Singkat kata, kehidupan Ustadz Abdul Somad te o pe be ge te, lah!
Tapi Ustadz Abdul Somad dalam cerita di atas hanyalah fiksi. Semua lokasi dan peristiwanya mengadopsi kejadian nyata yang dialami oleh Rasulullah Muhammad SAW—kecuali soal wajah dan emak-emak ngrumpi, tentunya. Masih ingat apa yang dialami oleh Rasulullah SAW saat pertama kali mendakwahkan Islam, bukan?
Kisah fiksi Ustadz Abdul Somad di atas adalah satire untuk menggambarkan bahwa konsekuensi yang diterima oleh Nabi Muhammad SAW berkebalikan 180 derajat. Itu wajar, karena dakwah Nabi SAW langsung menusuk jantung keyakinan dan nafsu-nafsu yang selama ini mereka bergelimang menikmatinya.
Setiap pengemban risalah yang lurus, akan blak-blakan menyampaikan risalah Tuhan-nya tanpa pertimbangan untung-rugi atau manfaat-mudarat bagi dirinya pribadi.
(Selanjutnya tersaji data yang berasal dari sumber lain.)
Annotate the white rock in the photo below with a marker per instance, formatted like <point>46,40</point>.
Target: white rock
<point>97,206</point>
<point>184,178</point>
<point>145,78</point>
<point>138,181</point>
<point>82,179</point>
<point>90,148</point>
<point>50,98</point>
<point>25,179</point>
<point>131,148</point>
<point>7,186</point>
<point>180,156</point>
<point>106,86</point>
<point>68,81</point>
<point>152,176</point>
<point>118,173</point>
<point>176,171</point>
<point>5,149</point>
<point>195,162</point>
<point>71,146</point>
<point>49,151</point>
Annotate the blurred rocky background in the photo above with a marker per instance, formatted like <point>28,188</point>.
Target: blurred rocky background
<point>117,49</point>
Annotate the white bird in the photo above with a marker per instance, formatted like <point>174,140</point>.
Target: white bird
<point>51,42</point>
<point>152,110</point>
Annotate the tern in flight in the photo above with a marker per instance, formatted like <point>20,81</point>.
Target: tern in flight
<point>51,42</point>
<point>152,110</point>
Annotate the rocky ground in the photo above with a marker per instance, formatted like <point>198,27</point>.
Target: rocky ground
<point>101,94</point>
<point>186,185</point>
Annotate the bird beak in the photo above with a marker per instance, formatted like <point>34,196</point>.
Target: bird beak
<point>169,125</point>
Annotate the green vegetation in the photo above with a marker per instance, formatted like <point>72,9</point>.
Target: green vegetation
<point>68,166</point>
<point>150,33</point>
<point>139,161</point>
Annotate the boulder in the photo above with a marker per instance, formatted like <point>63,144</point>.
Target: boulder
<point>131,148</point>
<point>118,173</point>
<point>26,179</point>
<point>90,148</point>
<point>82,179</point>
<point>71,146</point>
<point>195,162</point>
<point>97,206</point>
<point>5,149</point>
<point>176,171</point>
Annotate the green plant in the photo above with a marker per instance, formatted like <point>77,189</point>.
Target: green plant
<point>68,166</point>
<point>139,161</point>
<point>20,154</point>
Pun tak peduli ketika risalah Tuhan yang harus ia sampaikan itu bikin penguasa sakit hati, atau mengusik keyakinan sekelompok minoritas—dalam jumlah, tapi mayoritas dalam kekuatan.
Itulah yang dialami oleh Nabi Muhammad SAW dan siapapun yang meniti keteguhannya dalam berdakwah. Tanpa harus memuji dan menyanjung melebihi apa yang Allah nilai, demikian pula halnya dengan Ustadz Abdush Shomad.
Ketika dakwahnya ditolak di suatu tempat—bahkan sampai dideportasi dari Hongkong, itu bukan karena dakwahnya mengajak kepada kebencian atau mencetak umat yang beringas, sebagaimana dituduhkan akhir-akhir ini. Tetapi sebagai konsekuensi karena Ustadz Abdul Somad tutup mata dan telinga dalam berdakwah. Ia terus bicara apa kata Allah dan Rasul-Nya, tanpa takut celaan orang-orang yang mencela.